Nacieron después de 1995, ocupan mayoritariamente WhatsApp y la principal preocupación sobre su trabajo es tener un impacto positivo en la sociedad.

Así caracteriza un estudio de Elige Educar a la Generación Z, que encuestó a más de 3.400 jóvenes que rindieron la PSU en los últimos dos años, nacidos entre 1995 y 2001 y que expresaron interés en carreras relacionadas con la educación.

Según el estudio, el 80% de ellos asegura que usa WhatsApp “siempre” y que sus medios de comunicación preferidos son la radio y los diarios, incluso por sobre las redes sociales como Twitter, aunque solo el 7% declara usar siempre estos medios.
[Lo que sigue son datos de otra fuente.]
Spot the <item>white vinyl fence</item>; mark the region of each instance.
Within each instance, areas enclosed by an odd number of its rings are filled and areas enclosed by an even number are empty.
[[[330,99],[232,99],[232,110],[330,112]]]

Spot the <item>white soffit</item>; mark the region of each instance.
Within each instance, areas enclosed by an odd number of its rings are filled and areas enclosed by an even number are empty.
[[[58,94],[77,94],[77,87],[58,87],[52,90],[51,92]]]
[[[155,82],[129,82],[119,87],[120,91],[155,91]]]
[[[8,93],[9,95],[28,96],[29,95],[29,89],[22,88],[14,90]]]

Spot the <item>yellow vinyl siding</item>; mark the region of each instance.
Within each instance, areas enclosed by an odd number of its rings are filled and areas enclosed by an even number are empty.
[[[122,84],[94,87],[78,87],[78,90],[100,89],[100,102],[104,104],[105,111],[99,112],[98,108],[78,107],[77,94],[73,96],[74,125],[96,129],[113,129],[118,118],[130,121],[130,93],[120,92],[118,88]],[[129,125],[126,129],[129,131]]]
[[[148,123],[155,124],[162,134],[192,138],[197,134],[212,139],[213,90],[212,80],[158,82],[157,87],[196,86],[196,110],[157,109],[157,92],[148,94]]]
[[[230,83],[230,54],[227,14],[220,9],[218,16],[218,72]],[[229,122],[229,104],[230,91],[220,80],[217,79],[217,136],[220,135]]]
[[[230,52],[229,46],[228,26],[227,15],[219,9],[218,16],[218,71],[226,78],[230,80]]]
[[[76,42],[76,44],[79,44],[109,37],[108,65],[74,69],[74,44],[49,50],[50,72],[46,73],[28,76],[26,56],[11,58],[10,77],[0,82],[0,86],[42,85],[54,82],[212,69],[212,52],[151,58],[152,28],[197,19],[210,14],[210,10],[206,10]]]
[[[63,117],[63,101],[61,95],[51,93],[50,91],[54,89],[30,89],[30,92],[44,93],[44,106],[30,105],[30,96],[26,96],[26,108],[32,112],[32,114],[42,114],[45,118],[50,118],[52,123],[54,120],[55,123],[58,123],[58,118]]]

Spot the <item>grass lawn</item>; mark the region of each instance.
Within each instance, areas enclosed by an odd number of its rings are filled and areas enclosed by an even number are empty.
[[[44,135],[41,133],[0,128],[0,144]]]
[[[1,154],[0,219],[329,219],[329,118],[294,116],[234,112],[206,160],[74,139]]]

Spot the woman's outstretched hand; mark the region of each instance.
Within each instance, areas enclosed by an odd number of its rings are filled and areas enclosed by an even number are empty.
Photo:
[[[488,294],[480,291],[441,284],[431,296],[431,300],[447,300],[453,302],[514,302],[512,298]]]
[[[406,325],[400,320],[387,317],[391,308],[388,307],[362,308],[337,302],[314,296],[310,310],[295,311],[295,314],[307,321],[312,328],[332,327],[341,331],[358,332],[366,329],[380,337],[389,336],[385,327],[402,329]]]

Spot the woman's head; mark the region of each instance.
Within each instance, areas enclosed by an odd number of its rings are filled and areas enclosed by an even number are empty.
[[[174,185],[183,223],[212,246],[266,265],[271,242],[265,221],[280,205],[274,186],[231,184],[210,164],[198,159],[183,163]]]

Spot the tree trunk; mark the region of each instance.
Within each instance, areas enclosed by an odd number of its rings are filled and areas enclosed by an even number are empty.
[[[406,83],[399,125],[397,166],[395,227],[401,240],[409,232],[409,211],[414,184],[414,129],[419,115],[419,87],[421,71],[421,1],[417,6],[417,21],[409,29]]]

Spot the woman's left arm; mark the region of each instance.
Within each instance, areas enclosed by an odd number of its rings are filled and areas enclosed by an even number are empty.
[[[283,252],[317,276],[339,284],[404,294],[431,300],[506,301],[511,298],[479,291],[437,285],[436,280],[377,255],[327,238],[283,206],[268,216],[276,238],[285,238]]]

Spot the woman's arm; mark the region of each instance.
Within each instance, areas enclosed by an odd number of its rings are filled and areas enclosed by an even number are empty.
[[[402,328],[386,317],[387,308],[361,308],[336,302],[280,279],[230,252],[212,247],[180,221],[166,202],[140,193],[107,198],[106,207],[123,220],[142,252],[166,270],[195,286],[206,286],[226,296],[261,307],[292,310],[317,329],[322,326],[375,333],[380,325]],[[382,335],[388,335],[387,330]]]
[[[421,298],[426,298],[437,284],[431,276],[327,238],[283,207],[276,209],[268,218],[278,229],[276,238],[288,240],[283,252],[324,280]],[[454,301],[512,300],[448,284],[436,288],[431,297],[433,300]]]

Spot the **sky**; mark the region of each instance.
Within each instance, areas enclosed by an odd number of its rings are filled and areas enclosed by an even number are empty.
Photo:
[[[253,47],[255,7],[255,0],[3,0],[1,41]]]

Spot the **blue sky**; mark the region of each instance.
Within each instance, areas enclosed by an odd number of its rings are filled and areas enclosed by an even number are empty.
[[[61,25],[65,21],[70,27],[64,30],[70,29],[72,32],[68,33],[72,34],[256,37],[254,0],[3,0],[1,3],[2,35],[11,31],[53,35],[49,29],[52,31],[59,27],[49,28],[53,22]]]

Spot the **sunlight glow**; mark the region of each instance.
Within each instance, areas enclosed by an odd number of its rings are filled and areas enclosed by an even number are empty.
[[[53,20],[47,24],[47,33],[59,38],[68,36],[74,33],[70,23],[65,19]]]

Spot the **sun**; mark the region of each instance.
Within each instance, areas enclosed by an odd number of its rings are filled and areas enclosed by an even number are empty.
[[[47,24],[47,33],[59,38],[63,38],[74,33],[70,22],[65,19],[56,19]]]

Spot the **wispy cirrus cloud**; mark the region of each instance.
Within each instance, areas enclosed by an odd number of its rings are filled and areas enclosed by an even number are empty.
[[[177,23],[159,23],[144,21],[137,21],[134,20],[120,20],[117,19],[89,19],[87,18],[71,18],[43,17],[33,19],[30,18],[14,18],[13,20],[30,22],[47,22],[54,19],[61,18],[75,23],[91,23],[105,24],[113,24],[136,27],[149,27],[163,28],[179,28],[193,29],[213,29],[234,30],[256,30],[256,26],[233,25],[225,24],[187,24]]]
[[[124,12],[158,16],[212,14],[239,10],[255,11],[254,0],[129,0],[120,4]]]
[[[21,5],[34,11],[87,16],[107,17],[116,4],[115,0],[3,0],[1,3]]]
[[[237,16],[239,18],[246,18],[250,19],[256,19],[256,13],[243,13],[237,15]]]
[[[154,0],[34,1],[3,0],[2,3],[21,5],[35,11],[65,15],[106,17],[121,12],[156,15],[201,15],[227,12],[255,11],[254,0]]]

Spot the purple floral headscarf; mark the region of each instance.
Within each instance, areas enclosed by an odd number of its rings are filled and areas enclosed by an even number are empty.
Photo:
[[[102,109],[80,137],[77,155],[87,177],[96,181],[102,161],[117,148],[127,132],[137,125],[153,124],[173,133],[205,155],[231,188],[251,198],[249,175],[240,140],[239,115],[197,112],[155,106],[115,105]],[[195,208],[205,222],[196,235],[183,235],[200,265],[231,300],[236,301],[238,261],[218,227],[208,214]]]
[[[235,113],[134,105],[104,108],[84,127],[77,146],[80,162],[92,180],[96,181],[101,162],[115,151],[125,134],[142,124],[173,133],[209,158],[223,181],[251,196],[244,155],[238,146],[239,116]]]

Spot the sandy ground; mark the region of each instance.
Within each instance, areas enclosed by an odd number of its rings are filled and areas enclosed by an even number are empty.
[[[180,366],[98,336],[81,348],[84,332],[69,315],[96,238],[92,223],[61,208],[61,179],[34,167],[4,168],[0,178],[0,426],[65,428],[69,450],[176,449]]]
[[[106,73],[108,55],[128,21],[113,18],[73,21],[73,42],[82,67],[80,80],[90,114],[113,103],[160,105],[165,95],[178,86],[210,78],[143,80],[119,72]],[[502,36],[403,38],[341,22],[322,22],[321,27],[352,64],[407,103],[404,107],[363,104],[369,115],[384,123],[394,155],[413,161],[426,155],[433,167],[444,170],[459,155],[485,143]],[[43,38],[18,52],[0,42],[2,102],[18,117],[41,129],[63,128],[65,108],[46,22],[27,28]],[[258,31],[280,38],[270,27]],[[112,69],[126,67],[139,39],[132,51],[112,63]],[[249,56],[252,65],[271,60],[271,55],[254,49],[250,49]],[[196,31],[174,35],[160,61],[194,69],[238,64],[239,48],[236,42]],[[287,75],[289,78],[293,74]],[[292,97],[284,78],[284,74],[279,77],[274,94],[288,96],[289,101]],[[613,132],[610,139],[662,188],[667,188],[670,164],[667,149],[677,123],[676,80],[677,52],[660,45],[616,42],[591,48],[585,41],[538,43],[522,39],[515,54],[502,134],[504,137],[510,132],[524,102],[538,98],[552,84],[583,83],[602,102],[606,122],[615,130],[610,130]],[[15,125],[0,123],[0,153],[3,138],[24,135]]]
Además, la medición revela que estos jóvenes buscan carreras que se relacionen con lo que les gusta (71%) y que les permita contribuir al cambio social (44%). De hecho, tener un impacto positivo en la sociedad es el factor más importante de un trabajo ideal para ellos (58%).

Según Joaquín Walker, director ejecutivo de Elige Educar, se trata de jóvenes con un mayor compromiso que los millennials por lo que les ha tocado vivir: “Crecieron en un mayor contexto de riesgo social; ellos han vivido crisis económicas, como la asiática, la subprime ; han escuchado más riesgos del tema medioambiental, entonces están más conscientes de la necesidad de cambiar el mundo”.

Desarrollo profesional

Otra de las áreas que midió la encuesta fue cómo los centennials –también llamados Generación Z– se informan respecto de su futuro en la educación superior.

La mayoría de los jóvenes (75%) busca datos de las carreras antes de matricularse en una universidad, siendo los sitios web y las ferias universitarias los principales medios por los que obtuvieron la información. Además, un 85% manifestó que, más que en cualquier otra profesión, es en las pedagogías donde pueden dar un mayor aporte a la sociedad.

Si bien casi un tercio de los encuestados declaró que quienes influenciaron la elección de sus carreras fueron sus padres, Walker plantea que ello “no significa que obedezcan lo que les dicen, sino que escuchan mucho a sus padres y profesores, pero son autónomos en su decisión”.

Para el director ejecutivo de Acción Educar, Daniel Rodríguez, los múltiples intereses que manifiestan los jóvenes en la encuesta “contrastan mucho con cómo la política pública ha ido regulando la profesión docente, que básicamente ha sido estandarizarla cada vez más”.

Expertos advierten un desajuste en las expectativas de futuros docentes. “En los estudios que tienen que ver con bienestar docente, en general para los profesores el elemento más importante es la vocación y contribuir a un bien mayor”, señala Nicole Cisternas, directora de Política Educativa de Educación 2020. Aunque es cauta al mencionar que “también es importante que haya una visión realista del ejercicio docente”.

Y es que, según Cisternas, muchas veces se produce “un choque muy fuerte” entre las expectativas y motivaciones de los jóvenes interesados en el área educativa y la realidad cuando ingresan al mercado laboral. “Se produce un shock que implica que un 40% deserta en los primeros cinco años”, dice.

Walker, de Elige Educar, secunda el punto. “Existe un desajuste entre lo que están ofreciendo las universidades en general, y las facultades de educación, con respecto a los intereses de los jóvenes, que están en desarrollar otras habilidades”, sostiene.